LOS YESTERDAYS
Los Yesterdays are a Chicano soul band from Los Angeles based around the creative collaboration between Gabriel Rowland and Victor Benavides. They began working together when Rowland – a drummer by trade, then creaky and exhausted from waking up at dawn to work construction – decided to channel those struggles into song. He contacted Benavides, a former bandmate of Rowland’s deceased brother, to record the soul ballads that Southland Chicanos call “oldies,” the best of Black American sweet soul music from the 60s, 70s and early 80s. The Chicano obsession with soul music began in the mid 1950s, when young Chicanos, many of whom were first-generation immigrants raised on their parents’ mariachi and norteño records, were searching for a music of their own. They began in the smog-spitting gas guzzlers and carpeted living rooms and shoe-melting playground blacktop of the 1970s.
“All my cousins in Compton were much older, and we’d listen to LPs in the garage while playing in the yard. Pops always had vinyl around the crib, generally bumping ‘60s and early ‘70s soul. He loved to drive and act out funny lyrics from The Coasters at us,” Rowland remembers. “Soul music was everywhere. At my grade school we could bring our own seven-inches to school, and this one girl not interested in playing would go through the stack during lunch. You’d keep an ear out for your group while playing tackle football on the pavement.”

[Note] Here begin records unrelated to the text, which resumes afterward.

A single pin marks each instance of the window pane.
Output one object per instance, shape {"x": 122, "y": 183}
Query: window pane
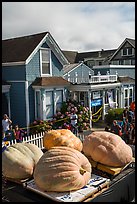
{"x": 49, "y": 99}
{"x": 49, "y": 111}
{"x": 45, "y": 55}
{"x": 126, "y": 102}
{"x": 45, "y": 68}
{"x": 130, "y": 93}
{"x": 130, "y": 51}
{"x": 59, "y": 96}
{"x": 125, "y": 51}
{"x": 126, "y": 93}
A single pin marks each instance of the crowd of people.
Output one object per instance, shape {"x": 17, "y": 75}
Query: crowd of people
{"x": 9, "y": 133}
{"x": 125, "y": 128}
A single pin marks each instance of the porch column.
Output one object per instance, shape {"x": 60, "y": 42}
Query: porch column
{"x": 103, "y": 102}
{"x": 116, "y": 97}
{"x": 90, "y": 111}
{"x": 8, "y": 99}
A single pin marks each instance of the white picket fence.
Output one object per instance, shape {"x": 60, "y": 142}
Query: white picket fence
{"x": 37, "y": 139}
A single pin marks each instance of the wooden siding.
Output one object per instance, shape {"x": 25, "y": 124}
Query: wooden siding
{"x": 126, "y": 71}
{"x": 102, "y": 71}
{"x": 18, "y": 105}
{"x": 31, "y": 103}
{"x": 13, "y": 73}
{"x": 56, "y": 66}
{"x": 33, "y": 68}
{"x": 81, "y": 70}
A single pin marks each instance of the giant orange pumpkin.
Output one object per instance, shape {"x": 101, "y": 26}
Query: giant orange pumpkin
{"x": 19, "y": 160}
{"x": 62, "y": 169}
{"x": 107, "y": 148}
{"x": 61, "y": 137}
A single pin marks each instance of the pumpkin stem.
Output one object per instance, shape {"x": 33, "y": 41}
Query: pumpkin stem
{"x": 82, "y": 171}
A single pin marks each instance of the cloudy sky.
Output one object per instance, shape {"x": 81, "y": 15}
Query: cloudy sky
{"x": 75, "y": 26}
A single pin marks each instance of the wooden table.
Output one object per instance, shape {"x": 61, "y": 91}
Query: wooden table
{"x": 121, "y": 189}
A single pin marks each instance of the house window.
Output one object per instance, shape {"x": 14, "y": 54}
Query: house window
{"x": 132, "y": 62}
{"x": 59, "y": 99}
{"x": 45, "y": 62}
{"x": 128, "y": 96}
{"x": 49, "y": 104}
{"x": 37, "y": 105}
{"x": 127, "y": 51}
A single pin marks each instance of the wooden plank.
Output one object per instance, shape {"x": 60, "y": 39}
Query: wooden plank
{"x": 109, "y": 169}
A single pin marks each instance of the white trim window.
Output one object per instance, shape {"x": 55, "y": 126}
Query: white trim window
{"x": 37, "y": 105}
{"x": 59, "y": 99}
{"x": 127, "y": 51}
{"x": 49, "y": 104}
{"x": 45, "y": 56}
{"x": 128, "y": 96}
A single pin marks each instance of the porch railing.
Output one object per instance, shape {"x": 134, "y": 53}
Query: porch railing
{"x": 93, "y": 79}
{"x": 37, "y": 139}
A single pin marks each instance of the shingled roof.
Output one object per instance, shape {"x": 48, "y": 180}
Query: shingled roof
{"x": 50, "y": 81}
{"x": 70, "y": 55}
{"x": 95, "y": 54}
{"x": 18, "y": 49}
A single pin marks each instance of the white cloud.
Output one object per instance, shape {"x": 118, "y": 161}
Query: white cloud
{"x": 79, "y": 26}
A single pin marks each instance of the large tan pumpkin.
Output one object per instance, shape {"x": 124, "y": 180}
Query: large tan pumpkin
{"x": 61, "y": 137}
{"x": 107, "y": 148}
{"x": 19, "y": 160}
{"x": 62, "y": 169}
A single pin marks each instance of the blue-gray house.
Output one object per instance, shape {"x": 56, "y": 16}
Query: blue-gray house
{"x": 33, "y": 85}
{"x": 37, "y": 76}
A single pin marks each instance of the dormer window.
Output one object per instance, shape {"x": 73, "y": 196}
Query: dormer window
{"x": 127, "y": 51}
{"x": 45, "y": 62}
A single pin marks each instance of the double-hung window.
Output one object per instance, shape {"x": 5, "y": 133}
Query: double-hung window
{"x": 127, "y": 51}
{"x": 45, "y": 62}
{"x": 128, "y": 96}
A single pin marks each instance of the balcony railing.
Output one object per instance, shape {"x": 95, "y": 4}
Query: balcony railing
{"x": 93, "y": 79}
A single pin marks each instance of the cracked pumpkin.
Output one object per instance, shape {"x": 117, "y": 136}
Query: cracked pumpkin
{"x": 62, "y": 169}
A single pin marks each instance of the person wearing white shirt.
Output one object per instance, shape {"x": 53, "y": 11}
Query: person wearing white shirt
{"x": 73, "y": 118}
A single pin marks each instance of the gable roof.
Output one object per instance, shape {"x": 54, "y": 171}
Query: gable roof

For parents like those of Rowland, who was raised between South Central and East Los Angeles, and Benavides, reared by migrant workers in Selma, California, a dusty little farm town about 20 minutes south of Fresno, this period of soul (and funk and rock ‘n’ roll) spoke to their Americanized, romantic, and often violent lives in mixed-race barrios. Racist governance and ensuing socio-economic conditions put Mexicans and Blacks in direct proximity––and often conflict––with each other, and from this mixed-race Califas milieu came Chicano groups like Thee Midniters and Cannibal & the Headhunters, Black artists with massive Chicano followings like The Coasters and Brenton Wood, and hyper-influential radio hosts like Dick “Huggy Boy” Hugg (who was white) and Art Laboe (a first-generation Armenian-American, real name Artur Egnoian).
“Poor don’t know culture or color. When you’re poor, you live in the barrio or ghetto or whatever you want to call it,” Benavides says. “There’s Blacks, Latinos, whites, Asians, whatever. That’s
what you can afford, so you live there. Eventually, you end up making friends because you need an extra player on a streetball team or whatever. You go to their houses and eat what they eat and listen to what they listen to. It’s funny. I never thought about it but It’s a cultural exchange program for poor people!”
“The gente fell in love with that romantic, sweet soul sound,” Rowland adds. “Since then it never left our cultura, it became a part of how we identify ourselves. The pride we take in our day-to- day hustle, our clothing, food, and cars somehow naturally merged with the pride our brothers and sisters took in that music. The African-American community is so inexhaustibly creative, they had to move on. But, somehow we felt it important to hold on to those blissful days cruising, eating, and dancing.”
It’s true that Black musicians moved on from the doe-eyed sweet soul typical of the ‘60s and early ‘70s, but so did young, Chicano artists––the demands of psychedelia and the Civil Rights Movement required a generation of long-hairs (or voluminous-hairs, in the case of afros) to eschew kissy-face ballads in favor of extended jams and self-empowerment anthems. Although the musicians who performed those lush, romantic hits moved on, affinity for that era of music has proved incredibly durable. The feelings that oldies inspire and were inspired by––love, heartbreak, yearning, jealousy, regret––the whole scope of being plum fucked up and out on your ass––are universal and cross-generational. On their formal debut, Frozen In Time, Los Yesterdays pay yearning, bleeding-heart homage to groups like Tejano brown-eyed soul legends Sunny & The Sunliners and the aforementioned Midniters, a group of East Los Angeles teens whose frequently genre-agnostic work added a Chicano lilt to Black art. Like compas Thee Sacred Souls and Thee Sinseers, theirs is a new-old music.
“I do find the music to be immersed in the past,” Rowland admits. “The musicians [of the past] could really play, and the writers could truly compose beautiful pieces…The Beatles and the rest of non-Black writers were constantly biting from this fruitful tree, as we continue to do ourselves.”
On songs like “Loves Is A Game For Fools” and surprise TikTok hit “Nobody’s Clown,” Los Yesterdays filter love-struck R&B crooning through guitar-strumming Mexican balladeering; the result is something that sounds like the Los Angeles of yesterday and today––the indelible, immovable Los Angeles of cruising Whittier Boulevard, of cold drinks on the porch on blazing summer nights, of watching a blue-orange toxic sunset and wondering if they are thinking about you. Los Angeles changes; Los Angeles stays the same. Los Yesterdays have changed, outgrown their childhood barrios and the bands of their early 20s and their private garage hermitude; Los Yesterdays are Frozen In Time.